When Lindsay coached football at a traditional high school in south Denver, he required his players to attend a 45-minute study hall before practice so they could keep up with their homework. But the disparate bell schedules and lack of field lights didn’t allow him to do the same in the far northeast. As a result, he said, some athletes fell behind. Others left for larger, more traditional high schools in other parts of Denver and in surrounding districts.
“They didn’t want this mess,” Lindsay said. “I don’t blame them, but I’m hurt by it. I live out there. That’s my community.”
The liaison will connect student athletes with tutoring and other academic support, officials said. The position will be funded by the district, not the schools.
Expanding the number of available electives for some students. High school students at DCIS Montbello and Noel Community Arts School will be able to take elective courses at either school. According to district officials, those could include Advanced Placement, college-level, and foreign language courses, as well as band, orchestra, dance, and theater.
Many of the changes for next year are related to athletics. That’s because some of the strongest advocacy has come from the football coaches and their players, who showed up at school board meetings this year to speak publicly about the needs in the far northeast.
Lindsay, Pryor and others also participated in a series of community meetings run by Denver Public Schools over the past year and a half. The meetings started as an effort to ask residents in the region what they want in their schools. They ended in a heated debate about whether to reopen a traditional high school. The idea prompted backlash from leaders of the small schools that replaced Montbello High, as they initially saw it as a threat to their existence.
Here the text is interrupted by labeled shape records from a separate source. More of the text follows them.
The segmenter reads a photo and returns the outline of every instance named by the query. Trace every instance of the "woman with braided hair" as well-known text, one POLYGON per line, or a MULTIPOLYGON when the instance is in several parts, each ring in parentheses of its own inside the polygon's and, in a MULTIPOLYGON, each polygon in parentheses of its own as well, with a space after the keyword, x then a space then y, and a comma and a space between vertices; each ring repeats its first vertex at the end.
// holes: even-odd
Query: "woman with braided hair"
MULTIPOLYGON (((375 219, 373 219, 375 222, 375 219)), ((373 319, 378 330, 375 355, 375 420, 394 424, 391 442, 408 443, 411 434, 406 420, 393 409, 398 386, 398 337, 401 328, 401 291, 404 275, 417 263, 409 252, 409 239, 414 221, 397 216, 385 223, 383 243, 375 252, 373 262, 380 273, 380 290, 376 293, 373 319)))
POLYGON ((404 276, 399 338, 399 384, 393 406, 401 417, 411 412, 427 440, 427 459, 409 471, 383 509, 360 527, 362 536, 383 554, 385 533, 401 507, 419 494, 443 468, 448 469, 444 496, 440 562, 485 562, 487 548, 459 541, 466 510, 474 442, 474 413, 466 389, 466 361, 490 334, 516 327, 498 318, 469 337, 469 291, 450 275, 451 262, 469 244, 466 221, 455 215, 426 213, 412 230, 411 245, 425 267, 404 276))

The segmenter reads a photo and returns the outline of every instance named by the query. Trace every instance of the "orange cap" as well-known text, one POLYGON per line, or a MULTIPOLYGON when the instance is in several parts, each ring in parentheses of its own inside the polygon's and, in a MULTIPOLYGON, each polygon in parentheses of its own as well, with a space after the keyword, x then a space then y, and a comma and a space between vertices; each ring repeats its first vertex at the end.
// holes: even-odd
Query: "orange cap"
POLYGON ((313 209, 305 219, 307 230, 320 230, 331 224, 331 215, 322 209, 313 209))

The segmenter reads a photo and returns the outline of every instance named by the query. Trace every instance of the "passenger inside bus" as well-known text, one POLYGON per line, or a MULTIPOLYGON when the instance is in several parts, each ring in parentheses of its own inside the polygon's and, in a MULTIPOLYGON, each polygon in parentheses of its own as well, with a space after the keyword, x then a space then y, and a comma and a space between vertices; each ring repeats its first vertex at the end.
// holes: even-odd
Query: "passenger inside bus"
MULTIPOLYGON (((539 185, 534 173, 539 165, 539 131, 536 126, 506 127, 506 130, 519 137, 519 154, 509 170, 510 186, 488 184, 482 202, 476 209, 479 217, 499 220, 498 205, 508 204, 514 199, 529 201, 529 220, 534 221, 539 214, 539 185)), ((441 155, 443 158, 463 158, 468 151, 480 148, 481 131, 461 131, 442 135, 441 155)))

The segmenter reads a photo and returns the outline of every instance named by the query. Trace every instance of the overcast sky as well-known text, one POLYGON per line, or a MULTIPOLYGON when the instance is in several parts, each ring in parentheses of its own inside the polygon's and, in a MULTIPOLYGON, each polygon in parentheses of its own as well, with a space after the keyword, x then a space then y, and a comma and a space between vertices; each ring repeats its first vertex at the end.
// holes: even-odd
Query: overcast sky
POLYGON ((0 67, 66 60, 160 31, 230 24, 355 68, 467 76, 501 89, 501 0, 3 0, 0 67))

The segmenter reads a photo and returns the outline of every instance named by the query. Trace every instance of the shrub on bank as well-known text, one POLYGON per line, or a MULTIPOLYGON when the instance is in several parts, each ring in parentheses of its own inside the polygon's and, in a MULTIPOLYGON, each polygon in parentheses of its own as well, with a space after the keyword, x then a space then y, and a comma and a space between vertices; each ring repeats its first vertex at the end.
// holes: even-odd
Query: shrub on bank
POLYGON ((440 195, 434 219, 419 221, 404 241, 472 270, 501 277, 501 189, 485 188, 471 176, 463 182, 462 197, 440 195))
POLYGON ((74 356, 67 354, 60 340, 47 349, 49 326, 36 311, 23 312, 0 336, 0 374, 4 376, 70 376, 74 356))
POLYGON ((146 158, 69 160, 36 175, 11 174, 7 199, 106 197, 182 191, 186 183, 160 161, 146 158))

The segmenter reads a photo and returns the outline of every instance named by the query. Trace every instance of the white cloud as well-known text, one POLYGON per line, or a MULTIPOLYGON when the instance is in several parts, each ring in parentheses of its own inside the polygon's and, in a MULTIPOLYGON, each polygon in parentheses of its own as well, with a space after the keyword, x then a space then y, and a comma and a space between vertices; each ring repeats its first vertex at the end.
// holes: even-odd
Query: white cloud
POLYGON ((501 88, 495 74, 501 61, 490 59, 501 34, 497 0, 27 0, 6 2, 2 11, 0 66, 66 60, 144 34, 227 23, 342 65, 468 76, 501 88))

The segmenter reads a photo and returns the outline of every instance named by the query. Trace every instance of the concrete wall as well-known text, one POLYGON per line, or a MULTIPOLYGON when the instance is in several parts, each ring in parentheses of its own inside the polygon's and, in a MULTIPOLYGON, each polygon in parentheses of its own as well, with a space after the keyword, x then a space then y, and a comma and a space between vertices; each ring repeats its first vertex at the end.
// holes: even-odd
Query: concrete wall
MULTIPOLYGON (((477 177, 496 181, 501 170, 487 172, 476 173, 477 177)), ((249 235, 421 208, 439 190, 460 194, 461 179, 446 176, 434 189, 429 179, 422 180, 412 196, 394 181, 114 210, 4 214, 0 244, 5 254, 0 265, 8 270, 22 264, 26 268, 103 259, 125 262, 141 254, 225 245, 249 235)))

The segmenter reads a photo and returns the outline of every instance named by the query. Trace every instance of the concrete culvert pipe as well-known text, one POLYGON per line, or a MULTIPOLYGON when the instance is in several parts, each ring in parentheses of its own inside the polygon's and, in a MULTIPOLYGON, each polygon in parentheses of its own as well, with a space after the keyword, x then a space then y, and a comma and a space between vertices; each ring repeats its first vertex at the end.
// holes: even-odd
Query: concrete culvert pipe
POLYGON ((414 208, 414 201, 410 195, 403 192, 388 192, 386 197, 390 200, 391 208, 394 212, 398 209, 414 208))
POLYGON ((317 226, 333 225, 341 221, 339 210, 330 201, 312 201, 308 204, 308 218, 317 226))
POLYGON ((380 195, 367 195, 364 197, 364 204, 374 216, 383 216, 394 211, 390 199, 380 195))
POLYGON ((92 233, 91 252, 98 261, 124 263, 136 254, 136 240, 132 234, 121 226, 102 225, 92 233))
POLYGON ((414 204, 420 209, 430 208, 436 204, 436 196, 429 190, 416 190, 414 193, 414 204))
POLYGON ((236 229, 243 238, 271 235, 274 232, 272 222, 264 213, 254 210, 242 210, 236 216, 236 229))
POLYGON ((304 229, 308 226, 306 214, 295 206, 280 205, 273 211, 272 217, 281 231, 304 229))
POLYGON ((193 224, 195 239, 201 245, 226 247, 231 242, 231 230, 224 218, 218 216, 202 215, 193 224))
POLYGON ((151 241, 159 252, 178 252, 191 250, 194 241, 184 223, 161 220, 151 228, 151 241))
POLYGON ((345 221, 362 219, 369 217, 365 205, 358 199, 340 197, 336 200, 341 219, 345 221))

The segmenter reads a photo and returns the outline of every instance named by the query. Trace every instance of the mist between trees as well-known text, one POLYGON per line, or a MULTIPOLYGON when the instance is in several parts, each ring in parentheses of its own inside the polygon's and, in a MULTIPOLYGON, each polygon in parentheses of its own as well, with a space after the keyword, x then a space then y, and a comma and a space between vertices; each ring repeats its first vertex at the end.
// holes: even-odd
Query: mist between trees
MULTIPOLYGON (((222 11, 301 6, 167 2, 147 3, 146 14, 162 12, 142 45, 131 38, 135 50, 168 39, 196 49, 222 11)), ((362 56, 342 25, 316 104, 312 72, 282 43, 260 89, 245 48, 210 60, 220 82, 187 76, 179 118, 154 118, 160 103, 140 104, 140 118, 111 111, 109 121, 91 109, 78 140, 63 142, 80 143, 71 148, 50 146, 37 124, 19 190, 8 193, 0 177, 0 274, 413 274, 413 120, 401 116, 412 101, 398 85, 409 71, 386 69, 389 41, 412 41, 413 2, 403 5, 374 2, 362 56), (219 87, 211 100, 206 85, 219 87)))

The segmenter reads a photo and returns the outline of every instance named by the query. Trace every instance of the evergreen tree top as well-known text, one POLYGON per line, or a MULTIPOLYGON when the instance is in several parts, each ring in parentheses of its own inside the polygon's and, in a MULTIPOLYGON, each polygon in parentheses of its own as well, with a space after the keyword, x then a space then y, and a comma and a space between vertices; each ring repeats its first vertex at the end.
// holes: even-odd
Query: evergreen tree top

That conflict seems to have cooled, but those who want a traditional high school aren’t relenting. Narcy Jackson, who also participated in the meetings and runs a mentoring program for student athletes, said the changes the district is making don’t go far enough to address inequities.
“They give, like, a crumb,” Jackson said. “That’s supposed to suffice.”
District officials argue that students in the far northeast are getting a better education now than they did before the phase-out of Montbello High, which began in 2011 and ended in 2014 when the last class graduated. In addition to the two small high schools on the Montbello campus, there are six other small high schools and three alternative high schools in the region. They are a mix of district-run and charter schools, and all but one have fewer than 600 students.
Average ACT scores in the far northeast increased from 15.7 point out of 36 in 2011 to 17.7 in 2016, district data shows. That number does not include scores from the alternative schools.
The five-year graduation rate rose from 69 percent to nearly 88 percent. The district prefers to use a five-year graduation rate, rather than a four-year rate, because officials believe in allowing students to stay longer to take free college courses or do apprenticeships.
In addition, high school enrollment in far northeast schools has nearly doubled, from 2,056 students in 2010 to 4,069 students in 2017, district data shows. Officials see that as a sign families are increasingly satisfied with their local schools.
Pryor, the parent and football coach, sees things differently. Test scores are increasing, but he said they’re still not where they should be. ACT scores lag behind the district average. At DCIS Montbello, only 11 percent of 9th graders met expectations on last year’s state literacy test. As for the graduation rate, “that’s not an indication of kids doing better,” Pryor said.
“They’re just passing them through,” he said, “creating an illusion that they’re serving our kids better, but they’re not.”
He’d like to work with other community members to design a brand-new high school. He hopes to start by visiting schools around the country that have been successful in educating black and Latino students. He said he appreciates that Bacon, the school board member, wants to keep the conversation going beyond the changes the district is making next year.
“We’ve identified problems,” Pryor said. Now, he added, “it’s time to work on solutions.”